Craig, bouncing alone on the middle seat of the buckboard, grunted.

“Excuse me, Mr. Craig, but that’s some news—what he said about getting aholt of the old Walpole tract.”

The Comas boss did not comment.

The driver said nothing more for some time; he was a slouchy woodsman of numb wits; he chewed tobacco constantly with the slow jaw motion of a ruminating steer, and he looked straight ahead between the ears of the nigh horse, going through mental processes of a certain sort. “Now ’t I think of it, I wish I’d grabbed in with a question to young Latisan. But he doesn’t give anybody much of a chance to grab in when he’s talking. Still, I’d have liked to ask him something.” He maundered on in that strain for several minutes.

“Ask him what?” snapped Craig, tired of the monologue.

“Whuther he’s talked with my old aunt Dorcas about the heir who went off into the West somewheres. Grandson of the old sir who was the first Walpole of the Toban—real heir, if he’s still alive! My aunt Dorcas had letters about him, or from him, or something like that, only a few years ago.”

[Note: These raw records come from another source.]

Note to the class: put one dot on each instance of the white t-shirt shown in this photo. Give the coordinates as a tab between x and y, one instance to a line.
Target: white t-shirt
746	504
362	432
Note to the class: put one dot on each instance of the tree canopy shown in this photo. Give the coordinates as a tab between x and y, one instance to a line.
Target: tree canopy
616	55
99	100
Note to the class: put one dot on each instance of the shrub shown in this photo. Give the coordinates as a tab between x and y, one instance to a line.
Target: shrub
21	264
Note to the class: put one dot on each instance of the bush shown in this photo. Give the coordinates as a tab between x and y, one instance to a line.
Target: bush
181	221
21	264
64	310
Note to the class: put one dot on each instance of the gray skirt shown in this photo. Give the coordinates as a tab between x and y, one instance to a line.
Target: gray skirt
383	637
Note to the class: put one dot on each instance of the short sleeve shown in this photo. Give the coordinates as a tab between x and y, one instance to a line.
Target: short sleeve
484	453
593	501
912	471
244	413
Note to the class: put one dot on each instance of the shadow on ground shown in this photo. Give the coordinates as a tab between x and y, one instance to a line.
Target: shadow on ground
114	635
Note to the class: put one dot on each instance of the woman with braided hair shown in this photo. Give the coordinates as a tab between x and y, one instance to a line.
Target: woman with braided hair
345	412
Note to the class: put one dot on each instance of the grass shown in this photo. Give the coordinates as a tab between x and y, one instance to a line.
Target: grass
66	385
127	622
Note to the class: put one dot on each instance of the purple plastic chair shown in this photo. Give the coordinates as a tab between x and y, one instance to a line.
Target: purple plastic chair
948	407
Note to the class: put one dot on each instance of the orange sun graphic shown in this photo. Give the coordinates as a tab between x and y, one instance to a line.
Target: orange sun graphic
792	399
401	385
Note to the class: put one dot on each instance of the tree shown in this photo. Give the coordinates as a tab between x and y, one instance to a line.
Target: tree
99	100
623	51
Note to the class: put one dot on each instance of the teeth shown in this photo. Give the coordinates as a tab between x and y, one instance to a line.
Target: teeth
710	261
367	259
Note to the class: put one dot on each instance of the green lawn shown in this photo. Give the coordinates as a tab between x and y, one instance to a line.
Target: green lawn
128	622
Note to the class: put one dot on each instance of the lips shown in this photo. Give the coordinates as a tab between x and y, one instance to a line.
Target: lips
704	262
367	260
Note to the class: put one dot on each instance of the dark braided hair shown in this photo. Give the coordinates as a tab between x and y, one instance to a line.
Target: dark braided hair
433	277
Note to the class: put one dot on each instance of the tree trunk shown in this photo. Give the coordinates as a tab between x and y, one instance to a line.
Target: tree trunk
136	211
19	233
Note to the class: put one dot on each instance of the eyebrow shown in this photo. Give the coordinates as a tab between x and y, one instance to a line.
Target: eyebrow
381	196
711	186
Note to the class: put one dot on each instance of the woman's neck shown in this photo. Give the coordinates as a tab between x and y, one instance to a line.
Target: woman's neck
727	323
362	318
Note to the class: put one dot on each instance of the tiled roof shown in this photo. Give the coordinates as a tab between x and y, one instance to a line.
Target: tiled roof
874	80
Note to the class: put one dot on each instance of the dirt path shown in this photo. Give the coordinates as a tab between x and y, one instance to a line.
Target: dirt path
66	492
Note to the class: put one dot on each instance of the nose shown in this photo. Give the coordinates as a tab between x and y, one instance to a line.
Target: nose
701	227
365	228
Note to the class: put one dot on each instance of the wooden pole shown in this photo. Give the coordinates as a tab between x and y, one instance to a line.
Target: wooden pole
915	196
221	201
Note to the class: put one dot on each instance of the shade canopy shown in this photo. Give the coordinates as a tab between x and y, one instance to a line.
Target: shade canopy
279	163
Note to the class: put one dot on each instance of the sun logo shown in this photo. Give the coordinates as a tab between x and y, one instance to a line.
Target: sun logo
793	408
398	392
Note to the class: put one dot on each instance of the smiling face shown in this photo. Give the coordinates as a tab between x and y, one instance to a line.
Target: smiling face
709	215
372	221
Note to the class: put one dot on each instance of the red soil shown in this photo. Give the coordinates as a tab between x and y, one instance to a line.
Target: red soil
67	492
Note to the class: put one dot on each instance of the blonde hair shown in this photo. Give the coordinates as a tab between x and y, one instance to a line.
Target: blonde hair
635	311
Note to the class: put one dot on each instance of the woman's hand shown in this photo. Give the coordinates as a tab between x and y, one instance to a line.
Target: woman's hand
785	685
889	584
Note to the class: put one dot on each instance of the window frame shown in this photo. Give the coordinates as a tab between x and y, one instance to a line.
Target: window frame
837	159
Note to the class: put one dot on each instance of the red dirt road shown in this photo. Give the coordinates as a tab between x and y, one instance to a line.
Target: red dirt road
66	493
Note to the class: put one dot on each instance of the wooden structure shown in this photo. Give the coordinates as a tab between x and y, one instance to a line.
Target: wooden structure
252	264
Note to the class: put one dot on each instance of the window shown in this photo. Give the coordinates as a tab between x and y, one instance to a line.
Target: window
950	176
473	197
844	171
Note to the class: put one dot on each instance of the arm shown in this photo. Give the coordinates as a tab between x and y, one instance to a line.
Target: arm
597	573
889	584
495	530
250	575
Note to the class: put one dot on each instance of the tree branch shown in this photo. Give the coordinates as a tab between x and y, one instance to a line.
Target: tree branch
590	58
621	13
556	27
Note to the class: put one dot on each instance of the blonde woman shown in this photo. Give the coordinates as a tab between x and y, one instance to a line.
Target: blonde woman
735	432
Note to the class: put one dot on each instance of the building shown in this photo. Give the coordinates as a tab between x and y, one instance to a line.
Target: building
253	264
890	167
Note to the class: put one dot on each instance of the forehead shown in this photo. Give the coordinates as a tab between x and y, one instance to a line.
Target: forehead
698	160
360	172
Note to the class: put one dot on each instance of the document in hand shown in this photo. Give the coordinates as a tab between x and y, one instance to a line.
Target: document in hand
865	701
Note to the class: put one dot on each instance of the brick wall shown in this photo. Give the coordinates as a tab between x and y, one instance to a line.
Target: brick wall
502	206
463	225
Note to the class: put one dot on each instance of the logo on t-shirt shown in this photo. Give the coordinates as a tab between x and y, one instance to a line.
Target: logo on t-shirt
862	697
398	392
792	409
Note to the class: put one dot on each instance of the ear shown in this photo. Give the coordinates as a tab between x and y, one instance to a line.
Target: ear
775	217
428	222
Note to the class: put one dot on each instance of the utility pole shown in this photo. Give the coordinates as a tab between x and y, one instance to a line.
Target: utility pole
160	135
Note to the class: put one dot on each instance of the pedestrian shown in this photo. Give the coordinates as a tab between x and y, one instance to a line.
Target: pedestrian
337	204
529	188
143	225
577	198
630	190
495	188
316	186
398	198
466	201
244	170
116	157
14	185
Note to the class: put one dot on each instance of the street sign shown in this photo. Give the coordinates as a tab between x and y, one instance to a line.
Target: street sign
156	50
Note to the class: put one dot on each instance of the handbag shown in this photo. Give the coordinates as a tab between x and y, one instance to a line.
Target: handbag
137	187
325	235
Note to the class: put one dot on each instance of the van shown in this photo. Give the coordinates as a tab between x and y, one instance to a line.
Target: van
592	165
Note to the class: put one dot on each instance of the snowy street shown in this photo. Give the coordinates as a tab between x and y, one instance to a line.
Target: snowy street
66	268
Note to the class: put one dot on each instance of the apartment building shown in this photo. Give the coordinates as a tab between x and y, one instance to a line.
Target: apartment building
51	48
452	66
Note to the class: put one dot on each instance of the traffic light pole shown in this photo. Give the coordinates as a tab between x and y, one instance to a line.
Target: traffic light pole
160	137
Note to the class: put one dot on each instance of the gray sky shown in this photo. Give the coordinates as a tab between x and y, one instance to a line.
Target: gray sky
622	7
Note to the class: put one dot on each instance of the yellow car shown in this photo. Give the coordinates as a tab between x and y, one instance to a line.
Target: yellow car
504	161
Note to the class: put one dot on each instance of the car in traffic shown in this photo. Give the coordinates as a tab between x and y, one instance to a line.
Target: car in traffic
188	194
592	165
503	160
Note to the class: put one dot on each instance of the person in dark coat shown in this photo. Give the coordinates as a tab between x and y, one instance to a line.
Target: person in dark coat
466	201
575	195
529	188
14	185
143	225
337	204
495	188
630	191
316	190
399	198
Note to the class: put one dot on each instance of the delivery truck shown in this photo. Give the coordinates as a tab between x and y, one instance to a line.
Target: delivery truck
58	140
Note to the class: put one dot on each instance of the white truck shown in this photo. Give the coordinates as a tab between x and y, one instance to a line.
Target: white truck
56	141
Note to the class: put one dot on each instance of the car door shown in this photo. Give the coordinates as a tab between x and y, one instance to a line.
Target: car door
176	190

“Look here!” stormed Craig. “Why haven’t you said something about such letters or such an heir?”

“Nobody has ever asked me. And he’s prob’ly dead, anyway. Them lawyers know everything. And he’s a roving character, as I remember what my aunt said. No use o’ telling anybody about him—it would cost too much to find him.”

“Cost too much!” snarled the Comas director. “Oh, you——” But he choked back what he wanted to say about the man’s intellect. Craig pulled out notebook and pencil and began to fire questions.

Latisan was headed for home, the old family mansion in the village of Toban Deadwater where Ward and his widowed father kept bachelor’s hall, with a veteran woods cook to tend and do for them. The male cook was Ward’s idea. The young man had lived much in the woods, and the ways of women about the house annoyed him; a bit of clutter was more comfortable.